Introduction to Power Analysis in Python

Last Updated : 26 Mar, 2021

To understand what power analysis is, we must first take a look at the concepts of a statistical hypothesis test. A statistical hypothesis test calculates some quantity under a given assumption (null hypothesis) and the result of the test allows us to interpret whether the assumption is valid or whether the assumption has been violated. A violation of the test’s assumption is often called the first hypothesis or alternative hypothesis. The p-value and critical values are the most common results of a statistical test which may be interpreted in different ways.

The p-value is compared to the significance level, $\alpha$ (specified before the experiment, and its value depends on the kind of experiment and business requirements). Typical significance level measures are 0.10 or 10%, 0.05 or 5%, and 0.01 or 1%.

If p-value <= $\alpha$ : Reject the null hypothesis (significant result).
If p-value > $\alpha$ : Fail to reject the null hypothesis (not significant result).

All statistical hypothesis tests have a chance of making either of the following types of errors:

Type I Error: Incorrect rejection of a true null hypothesis or a false positive.
Type II Error: Incorrect acceptance of a false null hypothesis or a false negative.

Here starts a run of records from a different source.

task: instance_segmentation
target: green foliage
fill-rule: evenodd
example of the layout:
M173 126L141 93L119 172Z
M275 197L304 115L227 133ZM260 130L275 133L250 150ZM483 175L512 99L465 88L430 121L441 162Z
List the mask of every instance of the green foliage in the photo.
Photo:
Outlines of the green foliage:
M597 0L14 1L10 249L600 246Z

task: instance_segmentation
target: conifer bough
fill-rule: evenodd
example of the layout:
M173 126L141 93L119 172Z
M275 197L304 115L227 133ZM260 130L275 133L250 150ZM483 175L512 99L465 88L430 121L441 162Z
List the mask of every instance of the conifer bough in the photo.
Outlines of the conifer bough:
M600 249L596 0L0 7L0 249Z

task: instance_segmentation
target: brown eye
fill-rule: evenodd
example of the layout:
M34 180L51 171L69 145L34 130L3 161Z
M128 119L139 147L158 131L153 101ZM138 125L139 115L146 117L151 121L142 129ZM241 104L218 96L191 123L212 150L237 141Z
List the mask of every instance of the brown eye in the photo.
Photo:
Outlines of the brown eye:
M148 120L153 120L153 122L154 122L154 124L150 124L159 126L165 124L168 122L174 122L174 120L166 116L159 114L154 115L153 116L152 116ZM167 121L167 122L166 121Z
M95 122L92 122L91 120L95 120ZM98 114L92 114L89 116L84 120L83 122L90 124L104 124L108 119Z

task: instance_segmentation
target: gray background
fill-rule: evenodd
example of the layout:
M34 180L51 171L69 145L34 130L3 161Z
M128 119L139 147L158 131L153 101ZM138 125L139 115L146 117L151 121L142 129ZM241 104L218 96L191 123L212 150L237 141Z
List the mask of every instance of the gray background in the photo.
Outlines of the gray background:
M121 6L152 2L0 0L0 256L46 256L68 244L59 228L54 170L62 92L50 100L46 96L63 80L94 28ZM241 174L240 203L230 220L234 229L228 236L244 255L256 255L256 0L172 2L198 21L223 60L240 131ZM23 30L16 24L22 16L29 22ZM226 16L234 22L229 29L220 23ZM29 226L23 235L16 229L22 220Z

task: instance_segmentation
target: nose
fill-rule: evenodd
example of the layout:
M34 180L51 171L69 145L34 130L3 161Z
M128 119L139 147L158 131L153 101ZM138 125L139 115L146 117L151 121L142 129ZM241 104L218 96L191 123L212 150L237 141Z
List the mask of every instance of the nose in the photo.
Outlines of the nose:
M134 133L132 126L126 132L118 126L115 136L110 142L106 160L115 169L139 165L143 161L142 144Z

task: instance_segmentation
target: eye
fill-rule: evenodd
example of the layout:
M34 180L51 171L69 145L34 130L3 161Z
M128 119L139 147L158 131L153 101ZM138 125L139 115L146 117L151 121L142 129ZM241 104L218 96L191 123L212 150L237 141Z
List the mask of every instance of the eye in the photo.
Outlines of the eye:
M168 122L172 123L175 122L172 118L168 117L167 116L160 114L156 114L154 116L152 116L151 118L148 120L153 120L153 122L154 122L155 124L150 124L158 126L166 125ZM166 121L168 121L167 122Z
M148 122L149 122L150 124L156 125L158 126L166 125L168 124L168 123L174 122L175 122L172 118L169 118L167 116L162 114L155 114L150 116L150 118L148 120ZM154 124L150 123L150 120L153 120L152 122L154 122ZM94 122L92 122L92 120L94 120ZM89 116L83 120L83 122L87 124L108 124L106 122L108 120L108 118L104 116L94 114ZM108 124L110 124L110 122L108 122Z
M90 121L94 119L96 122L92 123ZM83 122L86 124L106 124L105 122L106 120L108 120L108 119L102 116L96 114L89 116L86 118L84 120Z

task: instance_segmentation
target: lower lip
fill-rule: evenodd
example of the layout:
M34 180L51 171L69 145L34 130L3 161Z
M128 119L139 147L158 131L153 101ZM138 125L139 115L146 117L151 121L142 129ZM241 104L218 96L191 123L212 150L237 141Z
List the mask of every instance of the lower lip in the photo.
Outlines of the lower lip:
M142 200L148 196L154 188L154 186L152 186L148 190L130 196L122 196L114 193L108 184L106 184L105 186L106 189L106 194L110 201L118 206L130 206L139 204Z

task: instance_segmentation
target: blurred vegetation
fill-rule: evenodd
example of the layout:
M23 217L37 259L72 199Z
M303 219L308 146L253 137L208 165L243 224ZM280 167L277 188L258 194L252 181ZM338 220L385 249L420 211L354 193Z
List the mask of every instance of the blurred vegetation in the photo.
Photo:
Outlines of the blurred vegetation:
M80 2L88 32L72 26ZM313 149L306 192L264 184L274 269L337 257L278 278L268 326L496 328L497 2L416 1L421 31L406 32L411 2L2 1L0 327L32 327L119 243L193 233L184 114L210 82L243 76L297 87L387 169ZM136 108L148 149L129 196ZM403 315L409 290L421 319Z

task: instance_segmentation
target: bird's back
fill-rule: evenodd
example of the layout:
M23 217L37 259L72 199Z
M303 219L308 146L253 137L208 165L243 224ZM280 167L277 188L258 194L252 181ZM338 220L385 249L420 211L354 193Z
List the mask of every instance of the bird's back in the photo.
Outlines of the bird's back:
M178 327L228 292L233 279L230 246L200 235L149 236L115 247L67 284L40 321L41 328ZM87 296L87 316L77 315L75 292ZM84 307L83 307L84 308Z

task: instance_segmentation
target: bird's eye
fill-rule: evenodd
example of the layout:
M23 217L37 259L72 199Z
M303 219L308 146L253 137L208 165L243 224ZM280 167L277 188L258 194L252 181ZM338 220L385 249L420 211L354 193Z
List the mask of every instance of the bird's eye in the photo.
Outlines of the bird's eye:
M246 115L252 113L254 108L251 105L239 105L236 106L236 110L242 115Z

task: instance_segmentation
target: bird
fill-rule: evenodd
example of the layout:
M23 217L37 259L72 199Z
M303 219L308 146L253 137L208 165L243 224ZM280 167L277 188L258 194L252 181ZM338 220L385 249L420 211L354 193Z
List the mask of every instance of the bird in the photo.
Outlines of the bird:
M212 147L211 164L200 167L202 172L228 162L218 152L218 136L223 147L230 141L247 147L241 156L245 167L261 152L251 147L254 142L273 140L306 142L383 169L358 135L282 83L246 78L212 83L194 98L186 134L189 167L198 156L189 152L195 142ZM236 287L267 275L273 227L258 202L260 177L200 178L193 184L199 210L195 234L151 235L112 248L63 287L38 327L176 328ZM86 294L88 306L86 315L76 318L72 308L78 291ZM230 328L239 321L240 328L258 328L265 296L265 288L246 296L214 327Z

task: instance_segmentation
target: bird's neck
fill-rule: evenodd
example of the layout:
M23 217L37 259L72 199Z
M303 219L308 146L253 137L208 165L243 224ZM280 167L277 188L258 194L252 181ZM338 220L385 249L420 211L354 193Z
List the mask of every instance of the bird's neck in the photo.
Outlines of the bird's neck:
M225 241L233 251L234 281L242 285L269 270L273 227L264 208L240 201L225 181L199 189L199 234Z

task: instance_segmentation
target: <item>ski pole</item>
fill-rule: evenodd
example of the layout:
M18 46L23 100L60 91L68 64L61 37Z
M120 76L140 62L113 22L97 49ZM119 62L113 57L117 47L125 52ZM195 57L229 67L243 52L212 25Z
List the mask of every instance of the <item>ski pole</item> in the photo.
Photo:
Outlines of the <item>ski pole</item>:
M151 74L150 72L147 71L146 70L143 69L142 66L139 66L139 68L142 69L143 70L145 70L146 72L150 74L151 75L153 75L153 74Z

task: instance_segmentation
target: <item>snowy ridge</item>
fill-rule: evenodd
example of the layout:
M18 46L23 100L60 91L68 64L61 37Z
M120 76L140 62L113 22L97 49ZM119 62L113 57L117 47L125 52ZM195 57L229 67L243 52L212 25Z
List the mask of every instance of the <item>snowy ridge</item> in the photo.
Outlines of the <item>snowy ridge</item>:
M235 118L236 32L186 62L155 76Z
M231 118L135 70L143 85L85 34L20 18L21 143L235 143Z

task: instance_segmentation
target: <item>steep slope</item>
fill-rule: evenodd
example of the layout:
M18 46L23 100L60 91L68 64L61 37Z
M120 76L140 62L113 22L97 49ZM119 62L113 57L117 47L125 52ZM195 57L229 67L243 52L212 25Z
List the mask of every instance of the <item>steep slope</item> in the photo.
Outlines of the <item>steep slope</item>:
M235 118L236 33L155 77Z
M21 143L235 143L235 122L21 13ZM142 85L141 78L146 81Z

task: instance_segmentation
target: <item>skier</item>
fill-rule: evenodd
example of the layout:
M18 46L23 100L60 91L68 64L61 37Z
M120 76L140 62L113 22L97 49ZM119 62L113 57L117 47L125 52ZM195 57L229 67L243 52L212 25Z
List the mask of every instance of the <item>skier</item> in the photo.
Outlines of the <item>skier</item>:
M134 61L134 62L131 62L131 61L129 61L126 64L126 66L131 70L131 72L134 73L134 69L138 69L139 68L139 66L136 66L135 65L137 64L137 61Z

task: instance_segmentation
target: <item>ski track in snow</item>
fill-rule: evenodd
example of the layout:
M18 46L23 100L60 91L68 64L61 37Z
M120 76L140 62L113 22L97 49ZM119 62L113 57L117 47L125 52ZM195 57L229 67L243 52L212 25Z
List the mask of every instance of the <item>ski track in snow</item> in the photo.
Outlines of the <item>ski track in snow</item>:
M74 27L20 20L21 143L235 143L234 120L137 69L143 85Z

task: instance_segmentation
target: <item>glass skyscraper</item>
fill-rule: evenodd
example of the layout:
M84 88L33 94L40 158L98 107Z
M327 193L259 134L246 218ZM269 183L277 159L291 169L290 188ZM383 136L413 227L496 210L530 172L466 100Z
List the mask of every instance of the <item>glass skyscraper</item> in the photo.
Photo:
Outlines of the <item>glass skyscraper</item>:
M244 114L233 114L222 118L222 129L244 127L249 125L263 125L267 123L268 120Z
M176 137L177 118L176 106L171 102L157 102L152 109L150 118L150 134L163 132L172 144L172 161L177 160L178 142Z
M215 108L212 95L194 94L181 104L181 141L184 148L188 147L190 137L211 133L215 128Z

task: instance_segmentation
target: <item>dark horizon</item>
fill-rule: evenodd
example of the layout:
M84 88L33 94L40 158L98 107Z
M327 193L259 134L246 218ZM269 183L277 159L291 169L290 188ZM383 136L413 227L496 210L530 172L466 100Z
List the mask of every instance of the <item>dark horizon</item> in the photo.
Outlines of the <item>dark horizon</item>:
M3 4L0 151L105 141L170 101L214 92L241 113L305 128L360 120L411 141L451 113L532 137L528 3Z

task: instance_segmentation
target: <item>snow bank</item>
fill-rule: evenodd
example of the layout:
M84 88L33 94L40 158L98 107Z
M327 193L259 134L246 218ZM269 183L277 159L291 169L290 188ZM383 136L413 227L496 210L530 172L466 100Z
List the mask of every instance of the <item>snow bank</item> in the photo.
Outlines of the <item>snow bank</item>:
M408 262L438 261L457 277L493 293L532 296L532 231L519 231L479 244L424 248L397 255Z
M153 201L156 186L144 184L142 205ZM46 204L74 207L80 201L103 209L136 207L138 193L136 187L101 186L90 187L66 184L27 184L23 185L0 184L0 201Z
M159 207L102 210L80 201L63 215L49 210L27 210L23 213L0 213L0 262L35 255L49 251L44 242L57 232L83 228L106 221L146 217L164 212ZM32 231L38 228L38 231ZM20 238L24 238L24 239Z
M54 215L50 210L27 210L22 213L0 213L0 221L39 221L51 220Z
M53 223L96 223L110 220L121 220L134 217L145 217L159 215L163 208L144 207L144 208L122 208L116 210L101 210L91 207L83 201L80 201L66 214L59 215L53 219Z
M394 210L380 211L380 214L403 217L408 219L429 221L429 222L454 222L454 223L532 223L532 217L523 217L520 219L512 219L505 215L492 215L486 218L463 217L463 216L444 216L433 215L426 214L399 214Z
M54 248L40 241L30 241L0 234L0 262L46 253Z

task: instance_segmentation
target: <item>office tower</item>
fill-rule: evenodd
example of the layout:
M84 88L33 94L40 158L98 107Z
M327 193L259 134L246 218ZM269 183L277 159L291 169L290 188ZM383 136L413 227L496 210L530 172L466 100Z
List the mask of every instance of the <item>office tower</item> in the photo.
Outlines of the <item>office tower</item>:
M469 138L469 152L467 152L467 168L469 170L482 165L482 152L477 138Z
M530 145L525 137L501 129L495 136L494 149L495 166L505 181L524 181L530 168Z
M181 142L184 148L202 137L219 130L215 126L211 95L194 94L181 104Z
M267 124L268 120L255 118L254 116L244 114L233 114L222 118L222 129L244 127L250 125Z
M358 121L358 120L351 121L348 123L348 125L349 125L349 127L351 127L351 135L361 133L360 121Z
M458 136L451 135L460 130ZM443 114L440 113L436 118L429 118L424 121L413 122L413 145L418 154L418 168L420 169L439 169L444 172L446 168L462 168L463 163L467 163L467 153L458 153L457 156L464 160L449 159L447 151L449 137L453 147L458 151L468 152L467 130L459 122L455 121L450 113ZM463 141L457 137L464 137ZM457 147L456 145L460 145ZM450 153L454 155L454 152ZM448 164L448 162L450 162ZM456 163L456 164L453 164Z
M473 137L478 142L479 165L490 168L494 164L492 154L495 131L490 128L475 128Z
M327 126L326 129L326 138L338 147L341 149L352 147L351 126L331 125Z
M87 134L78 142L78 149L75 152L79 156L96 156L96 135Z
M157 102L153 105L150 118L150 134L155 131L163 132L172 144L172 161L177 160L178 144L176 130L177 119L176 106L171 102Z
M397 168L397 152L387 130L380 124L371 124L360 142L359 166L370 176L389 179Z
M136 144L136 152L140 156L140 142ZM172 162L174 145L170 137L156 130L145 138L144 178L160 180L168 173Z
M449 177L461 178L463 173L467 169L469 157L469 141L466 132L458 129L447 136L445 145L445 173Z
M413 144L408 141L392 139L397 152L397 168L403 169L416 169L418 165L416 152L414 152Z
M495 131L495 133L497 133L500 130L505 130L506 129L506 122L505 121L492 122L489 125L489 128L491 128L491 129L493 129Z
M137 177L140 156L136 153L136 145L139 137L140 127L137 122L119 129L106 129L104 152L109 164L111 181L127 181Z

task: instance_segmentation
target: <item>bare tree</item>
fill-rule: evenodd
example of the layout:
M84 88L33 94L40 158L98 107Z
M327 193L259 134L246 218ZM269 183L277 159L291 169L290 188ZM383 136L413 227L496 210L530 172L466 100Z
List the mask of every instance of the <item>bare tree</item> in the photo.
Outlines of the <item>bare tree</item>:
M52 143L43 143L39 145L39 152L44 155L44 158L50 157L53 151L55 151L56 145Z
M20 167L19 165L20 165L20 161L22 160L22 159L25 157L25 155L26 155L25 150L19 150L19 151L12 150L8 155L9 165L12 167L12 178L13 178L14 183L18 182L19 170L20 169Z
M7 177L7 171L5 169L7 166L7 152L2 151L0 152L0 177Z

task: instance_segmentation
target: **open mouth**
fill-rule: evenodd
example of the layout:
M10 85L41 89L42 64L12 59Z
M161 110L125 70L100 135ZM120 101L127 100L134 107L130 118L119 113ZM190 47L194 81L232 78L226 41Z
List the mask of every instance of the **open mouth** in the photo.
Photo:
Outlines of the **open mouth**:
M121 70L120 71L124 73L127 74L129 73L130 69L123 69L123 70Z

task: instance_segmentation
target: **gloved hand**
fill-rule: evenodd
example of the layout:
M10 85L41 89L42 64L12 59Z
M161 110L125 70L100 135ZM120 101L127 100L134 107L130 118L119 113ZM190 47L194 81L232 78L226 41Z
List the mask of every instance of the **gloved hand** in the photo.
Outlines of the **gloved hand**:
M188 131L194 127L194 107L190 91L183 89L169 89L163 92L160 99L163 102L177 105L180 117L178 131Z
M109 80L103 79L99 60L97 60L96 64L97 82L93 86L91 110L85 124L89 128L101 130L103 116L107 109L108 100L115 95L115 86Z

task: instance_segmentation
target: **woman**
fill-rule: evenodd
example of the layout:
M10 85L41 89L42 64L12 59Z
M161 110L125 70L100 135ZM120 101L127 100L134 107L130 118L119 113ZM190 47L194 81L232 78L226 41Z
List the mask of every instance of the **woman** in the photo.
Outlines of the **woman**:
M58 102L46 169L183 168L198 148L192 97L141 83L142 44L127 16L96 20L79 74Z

Statistical power: It is only relevant when the null hypothesis is false. The statistical power of a hypothesis test is the probability of correctly rejecting a null hypothesis or the likeliness of accepting the alternative hypothesis if it is true. So, the higher the statistical power for a given test, the lower the probability of making a Type II (false negative) error.

The last concept that you need to be aware of before proceeding to statistical power analysis is the effect size. It is the quantified magnitude of a result or effect present in a population of an experiment, usually measured by a specific statistical measure such as Pearson’s correlation or Cohen’s d for the difference in the means of two groups. The commonly accepted small, medium, large, and very large effect sizes for Cohen’s d are 0.20, 0.50, 0.80, and 1.3 respectively. The effect size or ‘expected effect’ is ascertained from pilot studies, findings from similar studies, field-defined effect, or an educated guess.

Power analysis: It is built from 4 variables, namely, Effect Size, Significance level, Power, Sample Size. All these variables are interrelated in the sense that changing one of them impacts the other three. Following this relationship, power analysis involves determining the fourth variable when the other three variables are known. It is a powerful tool for experimental design. For example, prior to an experiment, the sample size needed to detect a particular effect can be estimated given different desired levels of significance, effect size, and power. Alternatively, a study’s findings can be validated. Statistical power can be determined, by using the given sample size, effect size, and significance level, consequently helping to conclude whether the probability of committing a Type II error is acceptable from a decision-making perspective.

Power analysis using Python

The stats.power module of the statsmodels package in Python contains the required functions for carrying out power analysis for the most commonly used statistical tests such as t-test, normal based test, F-tests, and Chi-square goodness of fit test. It’s solve_power function takes 3 of the 4 variables mentioned above as input parameters and calculates the remaining 4th variable.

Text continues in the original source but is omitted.